Una storia autentica
La vicenda è ispirata alla storia della giornalista bielorussa Katsiaryna Andreyeva di Belsat TV, attualmente in carcere, ed è resa con autenticità ammirevole, soprattutto laddove il legame tra lei e il marito si affievolisce sul piano strettamente intimo per assumere una dimensione storica ben più ingombrante e universale, tanto da chiamare in causa Aleksandr Solženicyn.
Under the Grey Sky si canta in un improbabile ritornello reggae che sta al centro del film e ricorda il nefasto passato sovietico di questa terra, da cui non ci si vuole staccare e che – anzi – si vuole difendere, ad ogni costo.

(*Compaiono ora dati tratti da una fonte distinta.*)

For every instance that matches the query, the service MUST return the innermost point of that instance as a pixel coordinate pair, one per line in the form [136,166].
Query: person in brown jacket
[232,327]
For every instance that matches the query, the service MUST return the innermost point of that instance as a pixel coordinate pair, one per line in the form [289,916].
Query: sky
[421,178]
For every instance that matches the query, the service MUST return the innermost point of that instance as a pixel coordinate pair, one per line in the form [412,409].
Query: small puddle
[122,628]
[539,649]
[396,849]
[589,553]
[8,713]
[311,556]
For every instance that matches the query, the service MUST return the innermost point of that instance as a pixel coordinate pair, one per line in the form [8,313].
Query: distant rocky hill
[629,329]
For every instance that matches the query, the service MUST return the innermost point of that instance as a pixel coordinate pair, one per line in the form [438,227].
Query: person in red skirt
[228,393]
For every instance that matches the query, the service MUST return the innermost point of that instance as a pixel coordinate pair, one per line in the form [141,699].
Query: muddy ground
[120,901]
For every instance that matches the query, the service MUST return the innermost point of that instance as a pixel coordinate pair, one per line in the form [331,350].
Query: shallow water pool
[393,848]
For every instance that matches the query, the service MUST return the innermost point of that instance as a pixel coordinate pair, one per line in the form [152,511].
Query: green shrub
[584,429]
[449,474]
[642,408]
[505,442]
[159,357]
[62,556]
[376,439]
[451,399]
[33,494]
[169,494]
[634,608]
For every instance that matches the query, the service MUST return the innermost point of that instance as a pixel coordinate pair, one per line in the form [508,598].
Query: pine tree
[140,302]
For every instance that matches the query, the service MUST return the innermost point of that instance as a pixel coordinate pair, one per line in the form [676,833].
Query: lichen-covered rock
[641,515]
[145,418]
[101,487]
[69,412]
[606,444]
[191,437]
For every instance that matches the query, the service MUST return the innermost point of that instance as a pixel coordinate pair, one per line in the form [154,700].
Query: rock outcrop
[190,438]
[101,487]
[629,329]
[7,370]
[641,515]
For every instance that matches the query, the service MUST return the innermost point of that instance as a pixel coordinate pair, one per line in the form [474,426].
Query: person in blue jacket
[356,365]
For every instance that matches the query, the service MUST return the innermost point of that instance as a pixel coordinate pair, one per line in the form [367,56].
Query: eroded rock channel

Lena ripete che la notte appare sempre più scura prima dell’alba; nonostante tutto, bisogna resistere.
Girato in Polonia, e finanziato dallo stesso Polish Film Institute, il film è commovente nella sua essenzialità; gli sguardi dei due protagonisti, gli ottimi Aliaksandra Vaitsekhovich e Valentin Novopolskij, sono vividi e restituiscono, da un lato il senso di impotenza, dall’altro l’etica della giustizia.
Un cinema di cui sentiamo la necessità, semplice e diretto, in un’epoca involuta, imprevedibile, dai risvolti potenzialmente definitivi. Ken Loach, certo, approverà.
Si pensa ai Molchat Doma, musicisti bielorussi espatriati, al brutalismo orrorifico delle loro copertine, alle loro liriche struggenti; ci sentiamo un po’ tutti là, Under the Grey Sky, dietro le sbarre con Lena/Katsiaryna.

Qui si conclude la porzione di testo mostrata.